FLX reduces lysosomal vacuolization and induces exocytosis in MPS-IIIA liver tissues

(A) Representative confocal images of LAMP-1 in liver sections from WT (n = 4 per groups) and MPS-IIIA (n = 5 per groups) mice that were FLX-treated and compared with the vehicle-treated groups. The plot shows the mean intensity of LAMP-1 per area ±SEMs. ANOVA test, ∗∗∗p < 0.001 versus WT; ⋅⋅⋅p < 0.001 versus MPS-IIIA vehicle. (B) Representative EM images of liver tissues from WT and MPS-IIIA mice vehicle- or FLX-treated. The plot shows the diameter (nm) of n > 50 lysosomal-like structures derived from 2 different animals per group. ANOVA test, ∗∗∗p < 0.001 versus WT; ⋅⋅⋅p < 0.001 versus MPS-IIIA. The 2 histograms analyze the size-frequency distribution.
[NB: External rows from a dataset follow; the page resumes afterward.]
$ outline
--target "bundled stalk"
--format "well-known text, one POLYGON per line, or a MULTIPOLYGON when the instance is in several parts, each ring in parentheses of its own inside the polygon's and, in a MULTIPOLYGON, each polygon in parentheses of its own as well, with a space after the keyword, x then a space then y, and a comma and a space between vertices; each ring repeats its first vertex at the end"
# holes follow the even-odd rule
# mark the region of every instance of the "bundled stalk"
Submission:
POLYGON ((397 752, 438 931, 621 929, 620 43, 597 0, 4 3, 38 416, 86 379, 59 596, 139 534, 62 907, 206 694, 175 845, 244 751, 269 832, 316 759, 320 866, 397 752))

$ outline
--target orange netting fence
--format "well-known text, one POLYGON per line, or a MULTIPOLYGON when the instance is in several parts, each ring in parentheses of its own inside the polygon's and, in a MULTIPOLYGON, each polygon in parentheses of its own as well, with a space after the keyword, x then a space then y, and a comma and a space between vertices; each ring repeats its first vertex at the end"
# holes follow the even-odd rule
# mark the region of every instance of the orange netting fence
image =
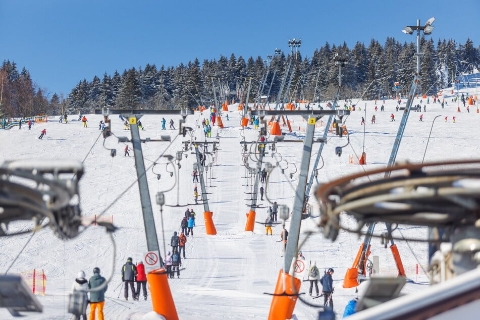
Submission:
POLYGON ((45 289, 46 287, 46 276, 43 270, 29 270, 20 273, 22 278, 30 288, 33 294, 45 295, 45 289))

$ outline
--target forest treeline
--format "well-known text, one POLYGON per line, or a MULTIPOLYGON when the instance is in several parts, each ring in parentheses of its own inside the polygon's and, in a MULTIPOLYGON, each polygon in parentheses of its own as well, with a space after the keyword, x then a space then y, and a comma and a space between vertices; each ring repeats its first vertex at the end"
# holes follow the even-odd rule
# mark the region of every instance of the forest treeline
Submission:
MULTIPOLYGON (((450 86, 456 75, 480 69, 480 47, 475 48, 469 39, 462 44, 452 39, 439 39, 436 47, 433 39, 422 38, 421 42, 419 91, 422 94, 433 94, 450 86)), ((84 79, 66 96, 45 92, 32 81, 26 69, 19 71, 15 62, 5 60, 0 69, 0 117, 91 113, 103 107, 193 108, 212 102, 212 78, 219 96, 222 94, 238 101, 242 92, 242 98, 245 98, 247 79, 251 77, 250 102, 258 96, 263 79, 260 95, 270 91, 270 100, 275 101, 289 62, 288 78, 292 78, 287 99, 329 100, 338 86, 339 70, 334 61, 336 54, 345 57, 348 63, 342 69, 342 97, 359 97, 374 80, 364 98, 395 95, 396 82, 400 83, 404 95, 413 79, 415 51, 413 43, 402 44, 387 38, 383 45, 372 39, 368 46, 357 42, 352 48, 345 43, 337 46, 327 42, 311 57, 303 58, 301 51, 286 55, 282 52, 269 62, 259 56, 245 61, 232 54, 229 58, 221 56, 218 60, 205 60, 201 64, 195 59, 175 67, 147 64, 143 68, 124 70, 121 74, 116 71, 113 75, 95 76, 91 81, 84 79)))

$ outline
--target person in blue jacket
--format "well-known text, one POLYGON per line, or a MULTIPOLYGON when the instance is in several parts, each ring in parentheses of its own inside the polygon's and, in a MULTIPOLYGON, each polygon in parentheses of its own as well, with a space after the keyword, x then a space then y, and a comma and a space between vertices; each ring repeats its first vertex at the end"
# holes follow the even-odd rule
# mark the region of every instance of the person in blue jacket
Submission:
POLYGON ((187 232, 187 236, 188 236, 188 235, 192 233, 192 236, 193 236, 193 227, 195 227, 195 219, 193 219, 193 217, 190 216, 190 217, 188 218, 188 221, 187 222, 187 225, 188 227, 188 231, 187 232))
POLYGON ((324 306, 326 308, 327 305, 330 302, 330 308, 332 309, 333 309, 333 299, 332 298, 332 294, 333 293, 333 279, 332 279, 332 275, 333 273, 333 269, 329 269, 324 275, 321 281, 324 291, 324 306))
POLYGON ((355 307, 357 305, 357 301, 358 301, 357 298, 354 298, 348 301, 348 304, 345 306, 345 311, 343 312, 343 317, 351 315, 355 313, 355 307))

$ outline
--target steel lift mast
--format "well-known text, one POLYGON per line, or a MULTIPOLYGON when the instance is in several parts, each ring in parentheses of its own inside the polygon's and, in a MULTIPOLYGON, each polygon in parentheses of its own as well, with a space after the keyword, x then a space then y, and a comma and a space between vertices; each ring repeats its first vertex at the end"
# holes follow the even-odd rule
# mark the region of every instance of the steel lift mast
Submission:
MULTIPOLYGON (((420 31, 423 30, 423 33, 425 34, 430 34, 433 30, 433 27, 431 24, 435 21, 435 18, 432 18, 429 19, 425 24, 424 26, 420 26, 420 20, 417 20, 416 26, 408 26, 405 27, 402 31, 405 33, 412 34, 414 30, 417 31, 417 51, 415 54, 416 56, 417 66, 416 70, 413 77, 413 82, 412 83, 412 86, 410 89, 410 92, 408 93, 408 98, 407 100, 407 104, 405 108, 405 112, 402 117, 402 120, 400 122, 400 126, 398 127, 398 131, 397 132, 397 136, 395 137, 395 141, 393 144, 393 147, 392 149, 392 152, 390 153, 390 157, 388 160, 388 164, 387 165, 387 168, 391 168, 393 166, 395 162, 395 159, 397 157, 397 154, 398 152, 398 149, 400 147, 400 142, 402 141, 402 138, 403 136, 403 133, 405 131, 405 127, 407 124, 407 120, 408 119, 408 116, 410 115, 410 111, 411 109, 412 103, 413 101, 413 97, 415 96, 415 93, 416 91, 417 87, 420 83, 420 31)), ((385 173, 385 179, 388 178, 390 176, 391 172, 387 171, 385 173)), ((366 276, 366 265, 370 255, 370 248, 371 245, 370 243, 373 236, 374 231, 375 229, 376 223, 372 223, 368 226, 366 234, 365 235, 365 238, 363 242, 360 245, 360 249, 357 253, 355 260, 352 268, 347 270, 347 273, 345 274, 343 281, 343 287, 344 288, 352 288, 358 286, 360 282, 358 280, 359 273, 363 276, 366 276)), ((392 233, 392 228, 389 223, 385 224, 387 231, 389 235, 392 233)), ((398 249, 397 245, 393 241, 392 237, 390 237, 390 249, 392 250, 392 253, 393 254, 393 257, 397 265, 397 269, 398 270, 399 277, 405 277, 405 270, 403 268, 403 264, 402 262, 402 259, 400 257, 400 253, 398 252, 398 249)))

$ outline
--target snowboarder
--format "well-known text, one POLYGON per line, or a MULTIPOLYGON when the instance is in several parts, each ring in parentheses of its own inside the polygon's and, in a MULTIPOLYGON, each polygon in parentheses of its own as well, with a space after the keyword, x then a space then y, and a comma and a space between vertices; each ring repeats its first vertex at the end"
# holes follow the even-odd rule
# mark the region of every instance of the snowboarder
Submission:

The black arrows indicate the vesicle structures. (C) Representative EM images of liver tissues from vehicle- and FLX-treated MPS-IIIA mice showing the distance of the vesicles to the PM. The plot shows the number of vesicles close to the PM as ±SEMs of n > 50 lysosomal-like structures derived from 2 different animals per group. ANOVA test, ∗∗∗p < 0.001 versus vehicle. The black arrows indicate the vesicle structures; the white arrowheads indicate the PM. BC, bile canaliculus.